Expert Comment: The Trouble with EdMonday 23 June 2014
Professor Bill Jones, Adjunct Professor of Politics at Liverpool Hope, looks at Ed Miliband's current travails as Labour leader.
With only 10 months to go to the election Labour members and activists are becoming seriously worried about the public perceptions of their leader. A poll published in The Sun on Sunday, 15th June suggested that voters would be more likely to back Tony Blair should he return as leader - 15% - than Ed Miliband - 7%. Meanwhile David Cameron's popularity runs far ahead of his party.
Whilst it's true that Labour leads in the national polls, it is only by a few percentage points; Labour during the mid-nineties and Conservatives a year before the 2010 election enjoyed leads of 15-20%. Why is this important? Because the governing party always tends to gain support as elections approach once protest votes are stripped out and choices are presented by the parties with more vigour and clarity. Labour's current lead offers nothing like a reliable cushion of support for the time remaining. Worse still, only a few days after the above report, one can never imagine Alastair Campbell allowing Blair to risk eating that awkward bacon sandwich in the full glare of the media or participating in a Sun stunt, urging the nation to support our hapless football team. Harriet Harmon, presumably trying to help, said Ed was right to join in the photo-op and then right to apologise for doing so. Damian McBride, Brown's disgraced former spin doctor, blogged that while Ed's media advisers might be well read and OK to meet your Mum,
'...what they are not is fighters. They will never give their press team and foot-soldiers the ammunition required to win the next 40 weeks in the media and on the doorstep, not just because they lack an understanding of what might do the trick, but also an appreciation of why doing so matters. Just like David Cameron, Ed Miliband has been guilty of recruiting his innermost circle of advisers entirely in his own image.'
The Sunday Times, 22nd June, ran a full page poll-based story on 'Miliband Isn't Working', which should ring alarm bells throughout the party: 66% of voters think he is not 'doing well as leader', with only 23% saying he is; 51% think he is 'weak; 60% 'not up to the job'; 58% that it's unclear what he stands for and 56% that he is not 'in touch with ordinary people'. Even worse, more Labour voters see him as weak rather than strong and a third that he is 'not up to the job'. Neil Kinnock, defending Ed, sees a repeat of the kind of stitch up from which he suffered in the run up to the 1992 election. Chuka Umunna, Rachel Reeves and other loyalists have also dismissed these 'attacks' as inaccurate and unfair.

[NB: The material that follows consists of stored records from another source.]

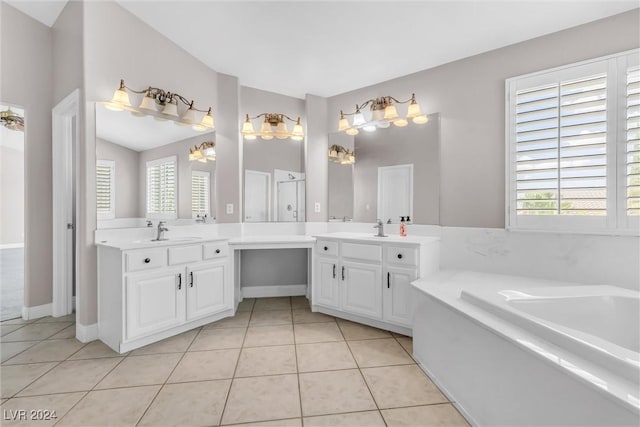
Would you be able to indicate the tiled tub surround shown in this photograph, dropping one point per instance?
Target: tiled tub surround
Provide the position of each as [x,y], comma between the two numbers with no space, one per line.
[275,361]
[575,358]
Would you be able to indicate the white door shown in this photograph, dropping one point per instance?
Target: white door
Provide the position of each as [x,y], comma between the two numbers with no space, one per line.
[257,195]
[154,302]
[398,302]
[361,290]
[206,291]
[395,192]
[326,290]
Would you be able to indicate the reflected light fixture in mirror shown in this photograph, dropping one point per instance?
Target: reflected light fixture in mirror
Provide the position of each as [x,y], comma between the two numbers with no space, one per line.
[167,101]
[274,125]
[341,155]
[204,152]
[12,120]
[383,113]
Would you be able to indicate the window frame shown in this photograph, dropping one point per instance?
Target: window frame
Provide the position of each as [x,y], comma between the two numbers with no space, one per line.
[616,221]
[161,215]
[111,164]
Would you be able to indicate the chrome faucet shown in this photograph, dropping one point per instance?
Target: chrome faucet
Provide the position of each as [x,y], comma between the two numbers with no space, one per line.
[161,229]
[380,227]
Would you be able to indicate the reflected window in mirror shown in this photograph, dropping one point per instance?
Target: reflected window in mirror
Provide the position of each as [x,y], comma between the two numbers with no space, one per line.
[162,192]
[200,190]
[105,189]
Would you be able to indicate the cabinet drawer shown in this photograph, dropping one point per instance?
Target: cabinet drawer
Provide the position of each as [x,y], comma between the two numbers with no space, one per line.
[361,251]
[215,250]
[401,255]
[184,254]
[146,259]
[326,247]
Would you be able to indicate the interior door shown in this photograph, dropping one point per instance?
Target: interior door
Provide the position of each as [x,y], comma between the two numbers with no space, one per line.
[395,192]
[257,193]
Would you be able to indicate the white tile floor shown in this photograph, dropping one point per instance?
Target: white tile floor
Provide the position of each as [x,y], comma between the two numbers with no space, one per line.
[273,364]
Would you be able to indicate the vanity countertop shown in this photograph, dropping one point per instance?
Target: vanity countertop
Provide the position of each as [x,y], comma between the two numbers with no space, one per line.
[149,243]
[390,238]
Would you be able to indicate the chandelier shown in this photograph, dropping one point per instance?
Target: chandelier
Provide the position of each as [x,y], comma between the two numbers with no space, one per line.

Well, maybe they are but to dismiss the story as a 'Kinnock-style attack' is disingenuous. The Sun story on polling day, 1992, telling the nation to 'turn out the lights' if Kinnock was elected, was straight-forward right wing political abuse but poll evidence is in a different category. Ed started with poor ratings and has sunk to levels below even those of Nick Clegg. In these days of 'presidential' elections voters are heavily influenced by perceptions of party leaders: they embody the party's brand image and its ability to run the country competently and successfully. Scepticism about Ed is one of the major reasons Labour's poll lead- 6% in the ST poll- is flimsy bordering on the vestigial when looking forward to next May.

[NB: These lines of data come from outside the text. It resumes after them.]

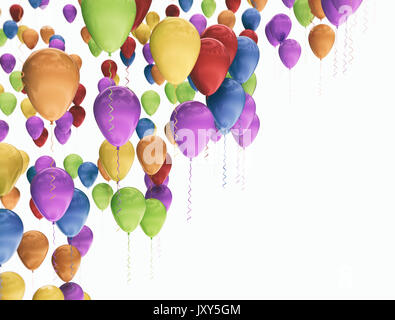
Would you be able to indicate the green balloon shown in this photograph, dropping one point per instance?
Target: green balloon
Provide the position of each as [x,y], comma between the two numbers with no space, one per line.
[7,103]
[150,101]
[208,7]
[109,21]
[16,81]
[128,207]
[71,164]
[250,85]
[303,12]
[102,194]
[154,217]
[185,92]
[170,91]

David Blunkett, furthermore, is not crying wolf when he predicts winning Conservatives will redraw constituencies to tilt the voting system their way, locking out Labout for 15 years. Scottish independence, moreover, could rob Labour of the seats which have delivered majorities in the past. Should Ed be replaced? Opening up such a can of worms with only 10 months to go would be extremely risky and maybe fatal but the bigger question is who would take his place? Ed Balls? I don't think so. Chuka Umunna? Not yet I'd say. David Miliband? if only, but out of the running almost certainly. The voting system still benefits Labour but with a recovering economy and a faltering leader, the Tories are justified in thinking the still substantial voting swing they need for an overall majority, is moving within their reach.